Under the proposed $15 million bond issue, district officials project an increase between 18 mills and 19 mills in the property tax rate, bringing the rate up from 43.634 mills to between 61.634 and 62.634 mills. A mill is $1 in tax for every $1,000 in assessed, taxable property.
The district projects that the bond issue, if successful, would add $218.50 in annual property taxes for the owner of a $100,000 home, $475 for the owner of a $100,000 business, $503.42 for the owner of 160 acres of dry crop land and $88.46 for the owner of 160 acres of grassland.
Using that projection, the owner of a $100,000 single-family home who paid $491.12 in 2019 school property taxes would pay $709.62 in 2020 as a result of the $218.50, or 44.5%, increase associated with a passed bond proposal. That’s without taking into account any changes in home valuations.

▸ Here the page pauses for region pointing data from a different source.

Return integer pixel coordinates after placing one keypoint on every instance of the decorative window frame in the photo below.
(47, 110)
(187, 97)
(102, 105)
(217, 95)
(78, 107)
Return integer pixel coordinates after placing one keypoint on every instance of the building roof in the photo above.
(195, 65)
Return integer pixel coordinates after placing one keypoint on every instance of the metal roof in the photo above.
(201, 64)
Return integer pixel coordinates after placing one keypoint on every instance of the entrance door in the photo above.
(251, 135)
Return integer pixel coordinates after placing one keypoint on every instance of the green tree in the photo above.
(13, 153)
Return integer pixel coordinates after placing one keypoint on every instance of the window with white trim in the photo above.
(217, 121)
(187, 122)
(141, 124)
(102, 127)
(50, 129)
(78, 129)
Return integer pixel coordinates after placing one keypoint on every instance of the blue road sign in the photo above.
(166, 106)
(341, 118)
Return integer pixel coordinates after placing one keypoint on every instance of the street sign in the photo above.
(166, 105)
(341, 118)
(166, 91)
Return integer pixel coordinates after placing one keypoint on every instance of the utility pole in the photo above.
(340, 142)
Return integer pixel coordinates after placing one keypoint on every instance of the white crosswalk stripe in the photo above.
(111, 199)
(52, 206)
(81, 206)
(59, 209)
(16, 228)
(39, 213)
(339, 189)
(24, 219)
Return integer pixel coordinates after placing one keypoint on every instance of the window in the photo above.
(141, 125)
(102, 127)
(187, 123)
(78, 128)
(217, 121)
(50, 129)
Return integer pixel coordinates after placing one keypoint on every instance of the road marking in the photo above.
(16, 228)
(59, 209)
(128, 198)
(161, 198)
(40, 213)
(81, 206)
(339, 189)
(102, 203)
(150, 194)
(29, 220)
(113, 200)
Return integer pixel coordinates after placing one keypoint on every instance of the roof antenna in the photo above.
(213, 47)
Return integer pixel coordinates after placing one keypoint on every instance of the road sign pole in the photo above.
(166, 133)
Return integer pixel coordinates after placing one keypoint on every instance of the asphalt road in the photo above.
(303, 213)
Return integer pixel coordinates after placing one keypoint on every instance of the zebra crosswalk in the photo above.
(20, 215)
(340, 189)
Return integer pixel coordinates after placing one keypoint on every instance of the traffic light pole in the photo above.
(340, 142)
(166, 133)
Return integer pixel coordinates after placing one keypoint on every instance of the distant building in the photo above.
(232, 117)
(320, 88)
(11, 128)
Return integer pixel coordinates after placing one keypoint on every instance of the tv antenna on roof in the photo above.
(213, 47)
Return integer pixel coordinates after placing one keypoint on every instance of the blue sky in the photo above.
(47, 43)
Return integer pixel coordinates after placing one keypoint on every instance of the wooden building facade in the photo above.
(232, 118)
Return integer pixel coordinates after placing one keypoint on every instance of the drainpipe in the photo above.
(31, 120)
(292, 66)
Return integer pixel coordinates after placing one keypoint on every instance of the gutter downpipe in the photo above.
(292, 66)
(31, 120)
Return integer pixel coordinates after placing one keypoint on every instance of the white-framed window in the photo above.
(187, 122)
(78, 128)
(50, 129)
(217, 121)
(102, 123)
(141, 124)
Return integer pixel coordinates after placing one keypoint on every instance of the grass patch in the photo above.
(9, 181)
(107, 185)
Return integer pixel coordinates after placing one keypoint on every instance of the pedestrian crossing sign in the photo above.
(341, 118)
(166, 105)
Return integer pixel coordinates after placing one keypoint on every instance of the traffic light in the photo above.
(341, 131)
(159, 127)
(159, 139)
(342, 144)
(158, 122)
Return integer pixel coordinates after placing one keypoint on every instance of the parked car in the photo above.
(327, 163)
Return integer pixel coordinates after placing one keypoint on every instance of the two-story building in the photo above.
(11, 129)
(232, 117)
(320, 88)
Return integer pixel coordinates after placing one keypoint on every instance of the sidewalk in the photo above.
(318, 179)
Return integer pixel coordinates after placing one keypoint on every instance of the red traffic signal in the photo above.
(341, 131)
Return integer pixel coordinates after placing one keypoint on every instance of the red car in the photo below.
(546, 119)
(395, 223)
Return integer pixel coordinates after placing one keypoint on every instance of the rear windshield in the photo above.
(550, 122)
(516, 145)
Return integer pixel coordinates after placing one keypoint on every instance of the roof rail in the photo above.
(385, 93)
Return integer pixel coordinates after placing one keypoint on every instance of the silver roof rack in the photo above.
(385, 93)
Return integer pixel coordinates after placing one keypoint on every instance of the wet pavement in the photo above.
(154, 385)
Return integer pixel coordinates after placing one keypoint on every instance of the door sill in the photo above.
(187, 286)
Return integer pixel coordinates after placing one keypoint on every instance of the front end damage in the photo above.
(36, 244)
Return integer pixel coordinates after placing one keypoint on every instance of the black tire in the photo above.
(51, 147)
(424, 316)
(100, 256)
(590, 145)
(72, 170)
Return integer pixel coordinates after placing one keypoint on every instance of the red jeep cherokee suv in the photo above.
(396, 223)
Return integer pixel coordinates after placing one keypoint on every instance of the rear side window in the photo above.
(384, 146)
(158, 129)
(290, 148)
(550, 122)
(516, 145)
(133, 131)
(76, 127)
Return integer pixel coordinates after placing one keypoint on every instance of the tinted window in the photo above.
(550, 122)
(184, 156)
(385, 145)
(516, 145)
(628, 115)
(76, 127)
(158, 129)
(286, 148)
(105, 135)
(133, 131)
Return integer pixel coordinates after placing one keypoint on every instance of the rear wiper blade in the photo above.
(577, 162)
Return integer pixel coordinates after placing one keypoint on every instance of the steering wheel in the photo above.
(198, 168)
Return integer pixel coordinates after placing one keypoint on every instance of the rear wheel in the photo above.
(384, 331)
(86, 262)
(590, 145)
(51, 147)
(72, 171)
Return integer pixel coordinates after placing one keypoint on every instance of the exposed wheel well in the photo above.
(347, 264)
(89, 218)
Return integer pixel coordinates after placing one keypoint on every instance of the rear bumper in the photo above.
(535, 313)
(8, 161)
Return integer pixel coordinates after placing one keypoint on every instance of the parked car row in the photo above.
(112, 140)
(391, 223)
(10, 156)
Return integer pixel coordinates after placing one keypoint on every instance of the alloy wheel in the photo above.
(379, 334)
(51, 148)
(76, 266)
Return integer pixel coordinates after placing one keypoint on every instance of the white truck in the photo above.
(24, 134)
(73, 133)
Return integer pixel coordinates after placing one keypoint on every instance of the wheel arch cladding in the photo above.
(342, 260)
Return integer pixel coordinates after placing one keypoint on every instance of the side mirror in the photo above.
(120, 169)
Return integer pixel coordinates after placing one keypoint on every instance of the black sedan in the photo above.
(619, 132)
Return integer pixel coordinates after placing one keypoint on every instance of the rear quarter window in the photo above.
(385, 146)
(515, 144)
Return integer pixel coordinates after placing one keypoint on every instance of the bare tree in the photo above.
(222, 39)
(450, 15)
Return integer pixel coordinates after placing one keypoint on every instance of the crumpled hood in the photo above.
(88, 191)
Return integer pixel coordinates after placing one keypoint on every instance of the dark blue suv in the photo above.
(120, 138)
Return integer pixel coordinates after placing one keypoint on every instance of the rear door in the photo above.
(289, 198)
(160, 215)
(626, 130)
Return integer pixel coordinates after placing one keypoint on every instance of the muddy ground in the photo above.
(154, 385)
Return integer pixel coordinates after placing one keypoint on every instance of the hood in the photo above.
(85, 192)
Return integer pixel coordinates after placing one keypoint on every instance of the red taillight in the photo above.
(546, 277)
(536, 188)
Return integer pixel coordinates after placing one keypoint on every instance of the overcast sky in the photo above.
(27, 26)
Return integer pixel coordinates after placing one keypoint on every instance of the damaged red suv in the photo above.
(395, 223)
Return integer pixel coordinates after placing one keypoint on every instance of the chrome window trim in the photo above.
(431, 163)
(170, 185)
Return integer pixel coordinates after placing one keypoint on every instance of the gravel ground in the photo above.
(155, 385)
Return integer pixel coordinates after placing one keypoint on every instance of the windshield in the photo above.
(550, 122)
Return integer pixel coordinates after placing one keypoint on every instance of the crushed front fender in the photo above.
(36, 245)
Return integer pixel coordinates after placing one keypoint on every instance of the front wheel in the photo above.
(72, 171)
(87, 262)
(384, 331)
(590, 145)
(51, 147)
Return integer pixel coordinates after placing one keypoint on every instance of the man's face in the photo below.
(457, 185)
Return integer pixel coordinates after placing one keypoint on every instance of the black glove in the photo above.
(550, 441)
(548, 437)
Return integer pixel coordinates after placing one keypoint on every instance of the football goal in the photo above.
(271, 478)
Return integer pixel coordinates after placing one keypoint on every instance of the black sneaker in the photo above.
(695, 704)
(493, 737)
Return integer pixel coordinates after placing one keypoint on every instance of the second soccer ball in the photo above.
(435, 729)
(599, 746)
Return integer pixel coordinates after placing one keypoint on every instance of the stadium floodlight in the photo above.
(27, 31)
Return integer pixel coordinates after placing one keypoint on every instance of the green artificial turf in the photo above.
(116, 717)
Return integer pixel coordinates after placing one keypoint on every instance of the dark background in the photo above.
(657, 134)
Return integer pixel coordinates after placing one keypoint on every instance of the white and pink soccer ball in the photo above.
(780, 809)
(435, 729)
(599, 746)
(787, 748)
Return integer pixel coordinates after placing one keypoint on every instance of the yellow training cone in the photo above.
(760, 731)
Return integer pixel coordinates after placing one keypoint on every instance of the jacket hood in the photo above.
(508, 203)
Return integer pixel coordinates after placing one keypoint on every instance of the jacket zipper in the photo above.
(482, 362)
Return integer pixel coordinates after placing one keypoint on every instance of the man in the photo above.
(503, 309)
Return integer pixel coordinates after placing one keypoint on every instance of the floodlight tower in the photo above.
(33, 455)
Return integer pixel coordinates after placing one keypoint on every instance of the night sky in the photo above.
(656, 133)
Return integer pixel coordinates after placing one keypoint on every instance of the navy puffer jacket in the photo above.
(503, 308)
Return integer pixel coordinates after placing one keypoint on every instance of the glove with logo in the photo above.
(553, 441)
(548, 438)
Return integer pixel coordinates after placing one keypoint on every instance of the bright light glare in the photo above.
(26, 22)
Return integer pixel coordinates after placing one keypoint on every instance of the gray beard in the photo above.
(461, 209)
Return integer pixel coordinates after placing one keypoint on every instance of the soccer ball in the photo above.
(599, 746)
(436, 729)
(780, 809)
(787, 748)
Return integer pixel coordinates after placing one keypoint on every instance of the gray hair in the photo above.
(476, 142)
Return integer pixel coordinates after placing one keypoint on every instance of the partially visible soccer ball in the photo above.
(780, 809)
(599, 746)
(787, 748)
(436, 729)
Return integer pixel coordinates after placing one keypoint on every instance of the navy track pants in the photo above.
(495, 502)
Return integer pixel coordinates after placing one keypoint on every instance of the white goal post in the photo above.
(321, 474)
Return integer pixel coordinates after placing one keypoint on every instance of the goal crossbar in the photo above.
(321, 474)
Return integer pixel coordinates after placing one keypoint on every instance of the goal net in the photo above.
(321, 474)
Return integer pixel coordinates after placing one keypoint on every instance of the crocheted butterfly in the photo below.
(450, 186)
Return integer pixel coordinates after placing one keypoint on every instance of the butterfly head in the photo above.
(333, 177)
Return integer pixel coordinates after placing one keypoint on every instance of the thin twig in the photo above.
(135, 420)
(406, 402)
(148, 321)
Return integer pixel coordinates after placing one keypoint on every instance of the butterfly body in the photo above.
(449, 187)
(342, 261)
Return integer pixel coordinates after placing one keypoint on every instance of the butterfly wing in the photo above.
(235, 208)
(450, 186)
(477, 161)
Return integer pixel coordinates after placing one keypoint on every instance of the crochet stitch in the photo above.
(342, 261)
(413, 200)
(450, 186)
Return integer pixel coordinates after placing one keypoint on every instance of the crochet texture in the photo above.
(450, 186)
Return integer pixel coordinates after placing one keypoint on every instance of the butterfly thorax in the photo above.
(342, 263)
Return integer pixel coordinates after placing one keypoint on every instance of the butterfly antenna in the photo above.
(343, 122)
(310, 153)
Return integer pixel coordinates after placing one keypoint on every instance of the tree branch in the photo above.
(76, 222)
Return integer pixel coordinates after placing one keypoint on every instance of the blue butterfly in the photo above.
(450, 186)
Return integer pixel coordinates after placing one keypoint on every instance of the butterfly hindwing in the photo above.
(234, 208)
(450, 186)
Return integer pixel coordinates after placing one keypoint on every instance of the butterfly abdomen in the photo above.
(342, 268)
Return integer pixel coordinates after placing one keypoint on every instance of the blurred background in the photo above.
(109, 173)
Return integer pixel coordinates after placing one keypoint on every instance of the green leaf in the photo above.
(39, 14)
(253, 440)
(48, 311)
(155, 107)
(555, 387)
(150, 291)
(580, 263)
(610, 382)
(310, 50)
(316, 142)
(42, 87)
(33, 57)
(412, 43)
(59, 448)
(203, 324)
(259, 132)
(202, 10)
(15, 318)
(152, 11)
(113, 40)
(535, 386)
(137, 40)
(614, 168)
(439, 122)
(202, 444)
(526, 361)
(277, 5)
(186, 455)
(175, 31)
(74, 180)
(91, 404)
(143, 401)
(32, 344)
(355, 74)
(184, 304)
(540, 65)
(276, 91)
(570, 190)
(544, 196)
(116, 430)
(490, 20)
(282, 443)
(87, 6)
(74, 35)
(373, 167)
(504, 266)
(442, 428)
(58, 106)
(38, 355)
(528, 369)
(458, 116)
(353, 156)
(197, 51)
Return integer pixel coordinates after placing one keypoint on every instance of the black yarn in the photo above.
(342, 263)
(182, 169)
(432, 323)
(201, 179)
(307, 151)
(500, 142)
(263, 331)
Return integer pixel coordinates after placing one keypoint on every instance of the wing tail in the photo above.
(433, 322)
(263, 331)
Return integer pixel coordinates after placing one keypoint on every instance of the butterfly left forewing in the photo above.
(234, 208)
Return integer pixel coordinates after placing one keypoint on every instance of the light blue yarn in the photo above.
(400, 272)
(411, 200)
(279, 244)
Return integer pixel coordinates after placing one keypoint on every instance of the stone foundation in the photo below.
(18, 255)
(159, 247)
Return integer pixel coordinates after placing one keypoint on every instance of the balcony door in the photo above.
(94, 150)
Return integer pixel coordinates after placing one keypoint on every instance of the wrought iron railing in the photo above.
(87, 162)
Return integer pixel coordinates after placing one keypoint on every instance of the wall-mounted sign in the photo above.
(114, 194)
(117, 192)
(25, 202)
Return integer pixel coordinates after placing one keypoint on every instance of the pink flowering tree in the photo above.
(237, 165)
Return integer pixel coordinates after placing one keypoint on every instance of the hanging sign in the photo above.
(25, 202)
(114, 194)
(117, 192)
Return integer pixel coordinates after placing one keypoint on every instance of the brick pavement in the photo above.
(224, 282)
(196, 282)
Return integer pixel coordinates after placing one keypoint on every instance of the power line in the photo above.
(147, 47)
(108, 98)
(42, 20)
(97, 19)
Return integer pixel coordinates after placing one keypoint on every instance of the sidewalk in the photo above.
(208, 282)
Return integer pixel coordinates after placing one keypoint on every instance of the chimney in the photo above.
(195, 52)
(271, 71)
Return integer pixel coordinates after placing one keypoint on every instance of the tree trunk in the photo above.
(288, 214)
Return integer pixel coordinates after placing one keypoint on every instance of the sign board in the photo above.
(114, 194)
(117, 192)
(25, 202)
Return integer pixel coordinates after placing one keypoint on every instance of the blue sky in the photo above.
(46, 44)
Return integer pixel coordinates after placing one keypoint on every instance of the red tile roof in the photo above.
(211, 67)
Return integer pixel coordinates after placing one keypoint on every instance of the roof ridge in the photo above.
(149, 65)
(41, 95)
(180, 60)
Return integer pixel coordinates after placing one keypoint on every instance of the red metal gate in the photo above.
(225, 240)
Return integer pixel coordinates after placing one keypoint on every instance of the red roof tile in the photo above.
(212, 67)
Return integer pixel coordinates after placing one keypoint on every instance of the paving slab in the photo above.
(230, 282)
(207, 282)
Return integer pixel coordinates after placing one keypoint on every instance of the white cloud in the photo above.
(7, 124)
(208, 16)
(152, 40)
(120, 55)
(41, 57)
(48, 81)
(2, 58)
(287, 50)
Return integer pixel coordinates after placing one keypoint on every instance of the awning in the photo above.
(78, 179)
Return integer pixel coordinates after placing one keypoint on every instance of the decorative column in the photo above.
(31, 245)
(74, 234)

Cliff Williams, superintendent, said the bond project would make much needed repairs — like roof replacements and HVAC system updates — and add disability access and secure entrances to both the high school and grade school facilities.
The grade school would see the bulk of the work with $10.6 million in upgrades that would add 18,210 square feet in new kindergarten classrooms and a new gym, as well as an elevator.
With the new classrooms, the district would be able to remove the site’s exterior classrooms, and bathrooms in the new classrooms would also double as storm shelters. The district would build a new pick-up and drop-off lane where the outdoor classrooms currently sit.
Williams said a new grade school gym also would help the district save money, as it currently busses middle school students to the high school four times a week for physical education classes. Middle school students are housed at the grade school.
New coolers and storage space for the cafeteria would also help the district save money by allowing its food service to buy items in bulk.
At the high school, the bond project would focus on maintenance improvements, as well as enhanced security fencing and gates to create a perimeter between the school’s main building and its shop and weights facilities. The district would replace some of the building’s windows with more energy efficient ones.
Williams said the high school project also would add a water tank for a fire suppression system at the building, as the district is in danger of losing insurance coverage on the building because of a lack of available water supply for fighting fires. If voters don’t pass the bond issue, the district will still need to address the fire suppression inadequacy, Williams said.
The bond project also would address asbestos and sinking foundations and walls at both schools.
For this bond proposal, Williams said the school district took a reflective approach in figuring out why a $12.3 million bond issue in 2013 and a $22.5 million bond issue in 2016 both failed. The district hired marketing firm ASA from Topeka to study the past failed bonds. The firm found that there was a lack of unity on the board in previous campaigns on determining what to include in the bond projects.
This time around, though, the school district made sure it listened to what the district’s teachers and patrons prioritized in any potential bond campaign. They identified about $50 million in potential projects, but they evaluated the district’s priorities and came up with the $15 million proposal.
In two separate phone surveys, the firm found that preliminary support for the bond projects is about 61% in the community, with about 15% against and 24% undecided.
Williams said this situation is also different because the district no longer has any debt from the 1999 bond issue, having paid that off last school year.
Joel Garver, chair of a citizen’s committee that has worked with the board to develop the bond issue, said the bond projects are needed to ensure the district’s future success.
“There’s a lot of complexity in all of this, but it all comes down to an investment in the community,” Garver said. “If we want this community to continue to thrive and continue to bring in great teachers, bring in the best students, we have to have facilities to match that. That’s just what it comes down to, and the facilities are not there to match that right now.”
Williams said his and the board’s goal in the education session was to give information to residents so they could make the best decision possible, and he said the district has stepped up its efforts compared to previous bond issues.
“Our main goal has always been to educate the patrons and get the information out,” Williams said. “I think when you look at the data and the 60% in favor, we’ve still been concerned about getting to the undecideds, but I think we’ve done a good job of getting the information out.”
The election is Nov. 5. Tuesday was the last day to register to vote, and advance voting begins Wednesday.